Caroline Fourest, escritora y directora de cine, activista lesbiana y antigua colaboradora de Charlie Hebdo, analiza el fenómeno en su último libro, Generación ofendida, de la policía de la cultura a la policía del pensamiento, alarmada de que tales pedradas y cancelaciones provengan, sobre todo, de jóvenes moralistas liberales de izquierda, entregados al “dogma identitario”. A través de sus páginas da cientos de ejemplos que serían risibles si sus consecuencias no fueran la cruel lapidación, cuando no la cancelación, de figuras públicas. Estos nuevos fundamentalistas han censurado, por ejemplo, a las cantantes Rihanna y Katy Perry por usar “rastas”, esas trenzas supuestamente africanas (su origen no está probado), y al diseñador Marc Jacobs por peinar así a sus modelos, un acto supuestamente ofensivo contra “el poder del peinado africano”; han amenazado con sabotear la publicación de un libro donde se denuncia el racismo, porque su ilustradora es blanca, “como si su color de piel le prohibiera rozar el tema”; y boicotearon el entierro de Johnny Clegg, “el más afro de los cantantes blancos sudafricanos”, creador del famoso “Asimbonanga” que fascinaba a Nelson Mandela, acusándolo post mortem de “haber vivido” de la apropiación cultural. A muchos de los acusados les han exigido que se disculpen públicamente, so pena de ser cancelados.
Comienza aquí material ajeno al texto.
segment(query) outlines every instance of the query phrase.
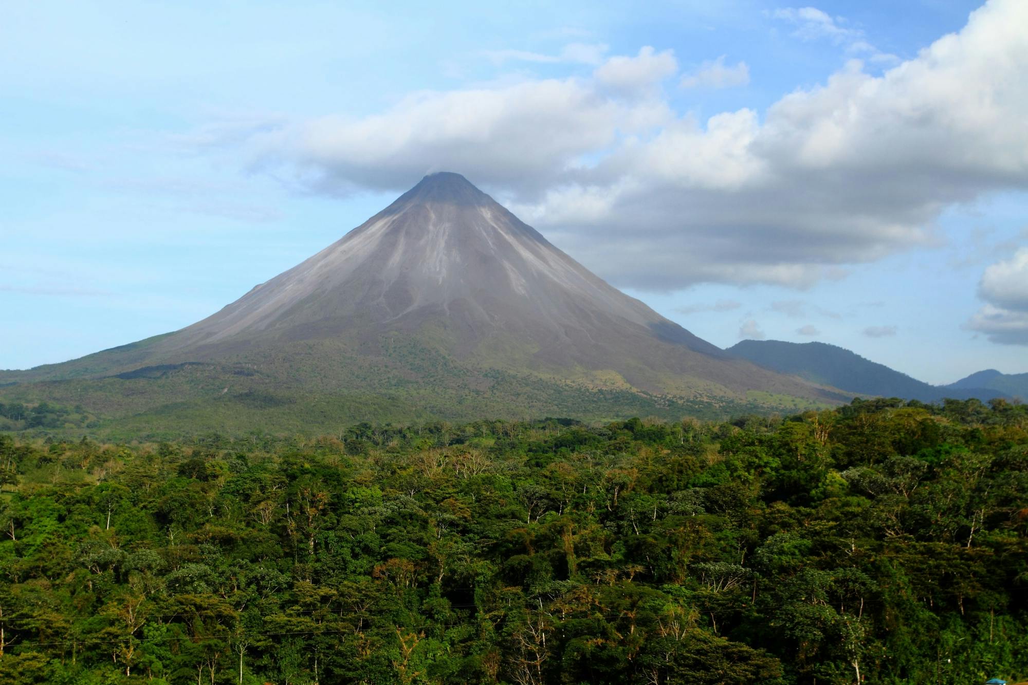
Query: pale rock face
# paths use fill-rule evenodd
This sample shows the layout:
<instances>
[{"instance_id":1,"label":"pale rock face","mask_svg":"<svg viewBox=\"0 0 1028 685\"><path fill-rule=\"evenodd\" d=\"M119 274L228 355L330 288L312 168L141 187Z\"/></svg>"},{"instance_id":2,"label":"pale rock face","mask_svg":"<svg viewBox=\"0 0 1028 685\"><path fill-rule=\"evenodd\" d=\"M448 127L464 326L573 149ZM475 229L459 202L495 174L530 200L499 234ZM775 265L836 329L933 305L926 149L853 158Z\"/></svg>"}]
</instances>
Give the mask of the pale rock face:
<instances>
[{"instance_id":1,"label":"pale rock face","mask_svg":"<svg viewBox=\"0 0 1028 685\"><path fill-rule=\"evenodd\" d=\"M277 384L326 391L340 383L373 391L378 373L481 389L491 383L485 371L501 369L676 396L761 390L839 399L696 337L451 173L426 176L338 242L203 321L9 377L103 377L194 362L243 364Z\"/></svg>"},{"instance_id":2,"label":"pale rock face","mask_svg":"<svg viewBox=\"0 0 1028 685\"><path fill-rule=\"evenodd\" d=\"M338 242L166 345L227 342L316 322L325 334L358 316L398 329L443 316L473 337L499 330L544 346L629 328L720 354L445 172L426 176Z\"/></svg>"}]
</instances>

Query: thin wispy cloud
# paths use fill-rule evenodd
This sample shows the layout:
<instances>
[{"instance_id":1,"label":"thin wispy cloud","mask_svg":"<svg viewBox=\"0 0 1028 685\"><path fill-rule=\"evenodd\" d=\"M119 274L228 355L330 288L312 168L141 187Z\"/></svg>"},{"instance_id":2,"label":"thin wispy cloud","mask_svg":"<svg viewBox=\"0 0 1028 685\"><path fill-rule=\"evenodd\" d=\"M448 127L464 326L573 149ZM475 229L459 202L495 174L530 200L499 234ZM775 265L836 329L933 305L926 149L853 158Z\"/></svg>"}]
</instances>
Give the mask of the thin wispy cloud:
<instances>
[{"instance_id":1,"label":"thin wispy cloud","mask_svg":"<svg viewBox=\"0 0 1028 685\"><path fill-rule=\"evenodd\" d=\"M114 294L109 290L81 288L77 286L23 286L5 283L0 283L0 292L58 297L109 297Z\"/></svg>"},{"instance_id":2,"label":"thin wispy cloud","mask_svg":"<svg viewBox=\"0 0 1028 685\"><path fill-rule=\"evenodd\" d=\"M752 319L746 319L739 326L739 337L746 340L763 340L767 335L761 330L760 324Z\"/></svg>"},{"instance_id":3,"label":"thin wispy cloud","mask_svg":"<svg viewBox=\"0 0 1028 685\"><path fill-rule=\"evenodd\" d=\"M872 62L887 64L900 61L896 56L883 52L868 42L864 31L850 26L845 17L832 16L816 7L782 7L772 10L770 15L792 24L795 27L793 36L800 40L828 40Z\"/></svg>"},{"instance_id":4,"label":"thin wispy cloud","mask_svg":"<svg viewBox=\"0 0 1028 685\"><path fill-rule=\"evenodd\" d=\"M978 295L986 304L965 328L986 334L992 342L1028 345L1028 247L988 266Z\"/></svg>"},{"instance_id":5,"label":"thin wispy cloud","mask_svg":"<svg viewBox=\"0 0 1028 685\"><path fill-rule=\"evenodd\" d=\"M868 337L892 337L897 331L895 326L868 326L864 329L864 334Z\"/></svg>"},{"instance_id":6,"label":"thin wispy cloud","mask_svg":"<svg viewBox=\"0 0 1028 685\"><path fill-rule=\"evenodd\" d=\"M609 46L603 43L568 43L557 55L517 49L484 50L482 55L494 65L503 65L508 62L598 65L603 61L608 49L610 49Z\"/></svg>"},{"instance_id":7,"label":"thin wispy cloud","mask_svg":"<svg viewBox=\"0 0 1028 685\"><path fill-rule=\"evenodd\" d=\"M701 64L684 75L678 84L684 88L732 88L749 83L749 66L742 61L725 64L725 56Z\"/></svg>"},{"instance_id":8,"label":"thin wispy cloud","mask_svg":"<svg viewBox=\"0 0 1028 685\"><path fill-rule=\"evenodd\" d=\"M698 312L731 312L732 310L737 310L740 307L742 307L742 302L737 302L734 299L719 299L714 302L677 307L674 311L678 314L696 314Z\"/></svg>"}]
</instances>

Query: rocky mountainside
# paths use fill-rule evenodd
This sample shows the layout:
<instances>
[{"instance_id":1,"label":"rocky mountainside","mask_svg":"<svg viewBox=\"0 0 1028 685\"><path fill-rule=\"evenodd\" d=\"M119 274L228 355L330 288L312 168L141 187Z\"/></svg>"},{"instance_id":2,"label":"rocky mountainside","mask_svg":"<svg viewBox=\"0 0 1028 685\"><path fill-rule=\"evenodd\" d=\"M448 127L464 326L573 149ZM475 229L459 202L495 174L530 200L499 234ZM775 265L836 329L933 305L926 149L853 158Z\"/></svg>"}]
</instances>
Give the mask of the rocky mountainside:
<instances>
[{"instance_id":1,"label":"rocky mountainside","mask_svg":"<svg viewBox=\"0 0 1028 685\"><path fill-rule=\"evenodd\" d=\"M725 354L451 173L425 177L338 242L203 321L4 372L3 383L14 385L0 397L91 402L111 416L241 397L295 403L301 395L351 398L350 419L363 416L369 398L392 398L387 404L416 408L419 418L466 418L476 405L494 416L620 411L621 400L590 393L624 394L629 404L645 397L658 413L676 401L796 407L843 398Z\"/></svg>"}]
</instances>

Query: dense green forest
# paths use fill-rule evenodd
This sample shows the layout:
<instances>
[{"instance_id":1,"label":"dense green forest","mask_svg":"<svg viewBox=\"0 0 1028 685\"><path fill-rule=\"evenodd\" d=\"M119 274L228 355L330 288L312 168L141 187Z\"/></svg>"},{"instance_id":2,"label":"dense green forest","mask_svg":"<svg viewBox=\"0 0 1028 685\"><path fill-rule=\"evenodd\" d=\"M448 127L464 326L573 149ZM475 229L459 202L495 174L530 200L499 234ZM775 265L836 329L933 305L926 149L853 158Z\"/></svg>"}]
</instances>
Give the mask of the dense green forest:
<instances>
[{"instance_id":1,"label":"dense green forest","mask_svg":"<svg viewBox=\"0 0 1028 685\"><path fill-rule=\"evenodd\" d=\"M0 469L3 683L1028 674L1028 406L1001 400L7 434Z\"/></svg>"}]
</instances>

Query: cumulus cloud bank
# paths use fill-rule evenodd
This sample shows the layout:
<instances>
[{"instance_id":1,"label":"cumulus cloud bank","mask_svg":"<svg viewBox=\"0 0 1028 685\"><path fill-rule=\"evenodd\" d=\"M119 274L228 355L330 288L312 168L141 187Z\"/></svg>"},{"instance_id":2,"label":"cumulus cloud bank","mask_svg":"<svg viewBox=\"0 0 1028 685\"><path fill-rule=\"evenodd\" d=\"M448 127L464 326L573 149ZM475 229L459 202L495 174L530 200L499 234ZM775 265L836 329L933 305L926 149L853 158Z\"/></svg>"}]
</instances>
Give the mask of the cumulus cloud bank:
<instances>
[{"instance_id":1,"label":"cumulus cloud bank","mask_svg":"<svg viewBox=\"0 0 1028 685\"><path fill-rule=\"evenodd\" d=\"M825 16L780 19L874 56ZM854 60L763 114L675 112L675 57L644 47L588 76L417 93L371 116L260 131L248 145L329 192L461 172L619 286L804 287L932 243L948 206L1028 187L1025 26L1028 2L992 0L881 75Z\"/></svg>"},{"instance_id":2,"label":"cumulus cloud bank","mask_svg":"<svg viewBox=\"0 0 1028 685\"><path fill-rule=\"evenodd\" d=\"M987 303L966 327L1001 345L1028 345L1028 248L985 269L978 287Z\"/></svg>"}]
</instances>

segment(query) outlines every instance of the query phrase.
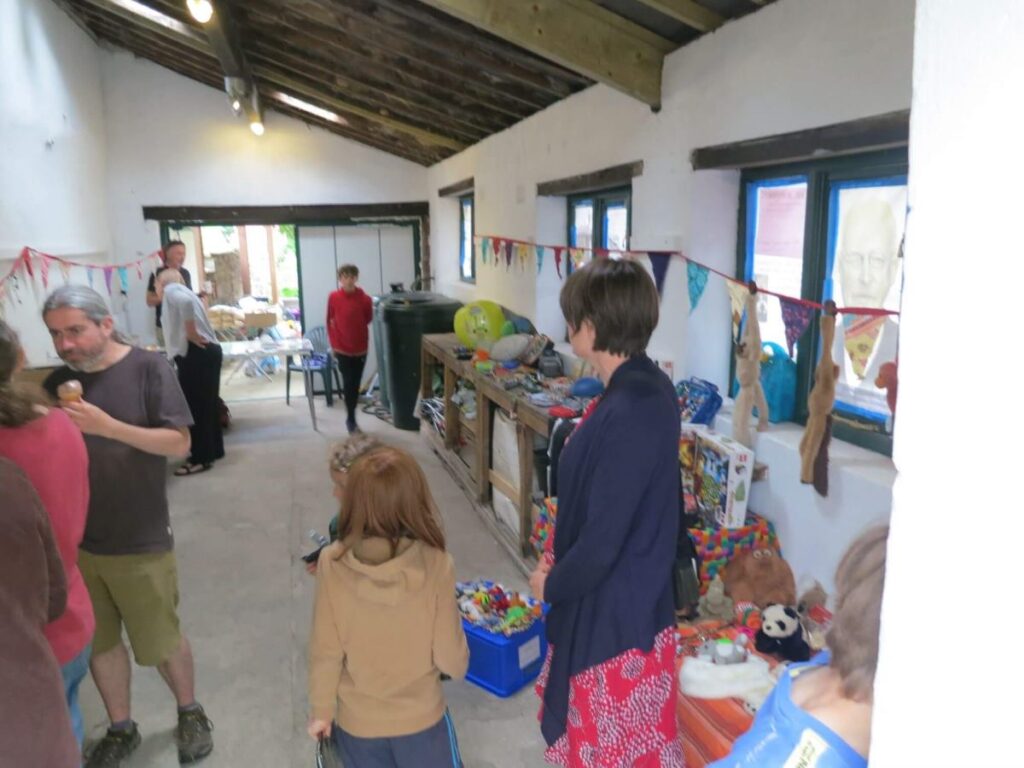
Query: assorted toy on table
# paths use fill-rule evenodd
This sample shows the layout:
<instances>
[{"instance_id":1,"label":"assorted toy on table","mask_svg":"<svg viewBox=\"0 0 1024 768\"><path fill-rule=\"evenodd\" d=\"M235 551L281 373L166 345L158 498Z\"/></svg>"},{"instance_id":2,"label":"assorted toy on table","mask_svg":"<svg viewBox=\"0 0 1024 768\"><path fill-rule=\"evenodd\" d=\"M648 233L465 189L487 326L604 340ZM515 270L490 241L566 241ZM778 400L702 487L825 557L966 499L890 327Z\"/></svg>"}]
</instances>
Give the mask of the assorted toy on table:
<instances>
[{"instance_id":1,"label":"assorted toy on table","mask_svg":"<svg viewBox=\"0 0 1024 768\"><path fill-rule=\"evenodd\" d=\"M544 615L544 606L532 597L495 582L459 582L456 598L465 621L506 636L528 630Z\"/></svg>"},{"instance_id":2,"label":"assorted toy on table","mask_svg":"<svg viewBox=\"0 0 1024 768\"><path fill-rule=\"evenodd\" d=\"M754 447L751 434L752 411L758 410L758 431L768 428L768 399L761 386L761 325L758 323L758 287L751 284L746 297L746 323L743 339L736 344L736 378L739 391L732 411L732 439Z\"/></svg>"}]
</instances>

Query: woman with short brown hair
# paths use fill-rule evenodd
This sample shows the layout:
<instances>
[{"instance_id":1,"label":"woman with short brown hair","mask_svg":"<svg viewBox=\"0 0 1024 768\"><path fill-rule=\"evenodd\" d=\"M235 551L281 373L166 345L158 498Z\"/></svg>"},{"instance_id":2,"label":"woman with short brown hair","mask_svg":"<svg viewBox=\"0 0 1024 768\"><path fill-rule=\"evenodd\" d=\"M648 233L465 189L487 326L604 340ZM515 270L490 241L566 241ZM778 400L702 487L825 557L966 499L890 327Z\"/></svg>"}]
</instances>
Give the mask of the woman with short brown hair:
<instances>
[{"instance_id":1,"label":"woman with short brown hair","mask_svg":"<svg viewBox=\"0 0 1024 768\"><path fill-rule=\"evenodd\" d=\"M545 758L561 766L680 768L672 568L679 536L679 407L646 355L658 296L633 261L573 272L562 312L605 385L558 466L554 564L530 577L550 603L538 692Z\"/></svg>"}]
</instances>

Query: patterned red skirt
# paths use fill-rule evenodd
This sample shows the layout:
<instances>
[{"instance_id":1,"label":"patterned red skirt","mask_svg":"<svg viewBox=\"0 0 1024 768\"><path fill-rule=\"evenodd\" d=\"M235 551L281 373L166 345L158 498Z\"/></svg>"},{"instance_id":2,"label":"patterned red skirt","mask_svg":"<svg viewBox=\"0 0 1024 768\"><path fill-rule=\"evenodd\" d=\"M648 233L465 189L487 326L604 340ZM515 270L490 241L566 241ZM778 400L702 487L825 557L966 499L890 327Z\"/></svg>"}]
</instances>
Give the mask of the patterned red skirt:
<instances>
[{"instance_id":1,"label":"patterned red skirt","mask_svg":"<svg viewBox=\"0 0 1024 768\"><path fill-rule=\"evenodd\" d=\"M555 652L548 647L537 682L542 702ZM677 688L676 631L670 627L649 653L626 651L569 681L565 733L545 760L563 768L683 768Z\"/></svg>"}]
</instances>

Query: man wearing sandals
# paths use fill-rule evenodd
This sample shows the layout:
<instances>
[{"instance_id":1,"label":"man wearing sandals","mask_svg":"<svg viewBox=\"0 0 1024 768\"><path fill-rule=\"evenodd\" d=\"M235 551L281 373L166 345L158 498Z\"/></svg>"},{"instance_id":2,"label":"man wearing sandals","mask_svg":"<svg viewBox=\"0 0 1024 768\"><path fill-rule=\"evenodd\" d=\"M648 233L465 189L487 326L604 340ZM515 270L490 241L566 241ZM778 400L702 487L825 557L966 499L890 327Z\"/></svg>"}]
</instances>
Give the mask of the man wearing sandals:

Aquí ya empieza la misma fiebre. Sé de una escritora negra que hace un tiempo descalificó a una colega blanca por crear un protagonista negro. Como quién dice, racismo al revés. Y de paso “guetización” y auto-segregación, en vez de búsqueda de igualdad. Y uso de las mismas armas de los dominadores: si tú eres blanco (aunque seas pobre y te solidarices con todos los pobres y discriminados de la tierra), no te atrevas a interesarte en una cultura ajena, ni a mirar otras realidades que no sean las tuyas. Como si el arte y la vida misma no nos pidieran, todos los días, salir de nosotros mismos y ponernos en la piel de otros. Según esto, ¿con qué derecho Flaubert y Tolstoi crearon protagonistas mujeres?; ¿o el gran burgués de Marx, hijo de prósperos judíos, se interesó por la suerte del proletariado?
Como bien dice Fourest, la “apropiación cultural” es perversa sólo cuando es usada con fines de explotación o dominación. O para ridiculizar al otro, como hace el peor humor con el black face o con las personas con discapacidad. De resto es homenaje y búsqueda de la igualdad universal. Razón tiene la autora cuando afirma que mientras en mayo del 68 se predicaba “prohibido prohibir”, hoy estamos cada vez más amenazados por la policía del pensamiento.